Specific methods to dissolve ozone into water include:

 1. Bubble diffusers. A bubble diffuser is made from a porous material such as ceramic or titanium. Ozone gas from the generator is pushed through the small pores in a diffuser installed at the deepest point of a contact vessel. This produces minute ozone bubbles at the surface of the diffuser.

 Small bubbles have a larger surface area than fewer, larger bubbles and thus increase ozone mass transfer. Fine-bubble diffuser contactors require a positive pressure feed from the ozone system. They depend on the height of the water column above the diffuser to provide contact time. Water columns near 20 feet high are required to achieve greater than 90 percent mass transfer of ozone.

 These systems have no moving parts, provide more efficient mass transfer of ozone and create no additional energy requirements, but they require cleaning and deep tanks.

 2. Injectors. Water flowing rapidly through a small orifice in the injector creates a partial vacuum to pull ozone gas into the water stream. Injectors can use either negative or positive pressure, but they're very effective when operating at a negative pressure and with low gas-to-water flow ratios.

 To select the right injector, consider the available water pressure, the volume or flow of water to be treated and the ozone dosage required. The injector should also be constructed of ozone-resistant material.

 Venturis, like diffusers, have no moving parts and don't require cleaning. They require energy, in the form of differentail pressure across the injector, to operate. They may be installed in full- or side-stream configurations to attain efficiencies of greater than 90 percent mass transfer.

 3. Packed columns.
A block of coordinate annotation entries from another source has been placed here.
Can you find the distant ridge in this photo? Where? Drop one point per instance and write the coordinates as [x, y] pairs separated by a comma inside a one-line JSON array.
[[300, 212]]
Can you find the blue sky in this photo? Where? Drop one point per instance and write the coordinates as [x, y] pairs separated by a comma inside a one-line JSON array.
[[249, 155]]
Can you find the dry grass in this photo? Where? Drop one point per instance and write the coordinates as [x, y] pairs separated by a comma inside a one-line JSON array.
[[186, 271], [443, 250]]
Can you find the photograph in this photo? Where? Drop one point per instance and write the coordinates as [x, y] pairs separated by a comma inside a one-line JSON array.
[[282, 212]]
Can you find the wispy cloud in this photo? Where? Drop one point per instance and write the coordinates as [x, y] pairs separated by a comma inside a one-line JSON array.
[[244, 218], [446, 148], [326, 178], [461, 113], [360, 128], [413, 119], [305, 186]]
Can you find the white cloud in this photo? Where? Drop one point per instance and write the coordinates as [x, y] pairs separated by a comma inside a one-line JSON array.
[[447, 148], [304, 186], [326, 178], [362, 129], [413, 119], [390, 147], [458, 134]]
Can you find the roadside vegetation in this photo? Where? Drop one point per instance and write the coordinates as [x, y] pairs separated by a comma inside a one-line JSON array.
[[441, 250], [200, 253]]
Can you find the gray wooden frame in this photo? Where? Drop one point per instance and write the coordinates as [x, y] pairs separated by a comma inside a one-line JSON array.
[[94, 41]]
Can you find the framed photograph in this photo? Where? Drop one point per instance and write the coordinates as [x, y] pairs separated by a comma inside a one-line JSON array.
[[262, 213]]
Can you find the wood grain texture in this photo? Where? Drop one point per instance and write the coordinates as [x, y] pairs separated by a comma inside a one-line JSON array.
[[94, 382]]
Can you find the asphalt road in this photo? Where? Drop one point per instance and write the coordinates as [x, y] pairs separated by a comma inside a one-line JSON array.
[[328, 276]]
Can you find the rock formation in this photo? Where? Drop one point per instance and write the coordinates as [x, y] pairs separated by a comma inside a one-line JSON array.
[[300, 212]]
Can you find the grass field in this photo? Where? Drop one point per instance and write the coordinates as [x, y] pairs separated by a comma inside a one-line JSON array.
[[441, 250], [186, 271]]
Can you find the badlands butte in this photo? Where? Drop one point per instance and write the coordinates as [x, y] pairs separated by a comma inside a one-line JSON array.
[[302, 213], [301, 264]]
These are tanks packed with a material that causes turbulence in water flowing through them. This turbulent flow causes ozone bubbles introduced into the column to be broken up and thoroughly mixed, leading to improved ozone gas transfer.

 When seeking a packed column, consider the hydraulic pressure losses associated with it and whether it's constructed of ozone-resistant materials. Packed columns contain no moving parts and require little maintenance, but require increased energy to achieve desired flow rates. Packing material may also attract a chemical scale build-up, resulting in head loss.

 4. Reverse flow columns. These inject ozone gas into a column through which water flows in the opposite direction. They increase the amount of ozone contact time and ozone transfer. They can also be used as degassing chambers, but require the right water velocity to operate properly.

 5. Spray chambers. A spray chamber pressurizes the liquid and sprays it into an ozone-rich atmosphere. These systems are suitable for applications involving rapid reactions, such as oxidation of iron and manganese. They provide a relatively short contact time.

 6. Static mixers. These create water turbulence by directing water flow over a series of baffles. They're sometimes used in conjunction with an injector. To select a static mixer, consider the acceptable pressure drop and available water velocities. The systems have no moving parts, but create pressure drop.

Don't Jump to Conclusions

The key to applying an ozone-based system is to view the application in its entirety. Use reliable equipment from a reputable organization, establish rigorous system monitoring and preventive maintenance procedures, and provide responsive service and maintenance. 

Benefits can vary based on the application. Ozone isn't industry-specific; it's compatible with a broad range of operational requirements. While the means by which water quality goals are achieved may vary from one job to the next, the end result will be the same: expanded capacity, financial savings and better overall water quality.

Paulette Scoville is consumer education coordinator and marketing manager for DEL Industries, San Luis Obispo, CA. Daniel Erickson is the company's head of engineering and designer of its commercial/corona discharge water treatment systems.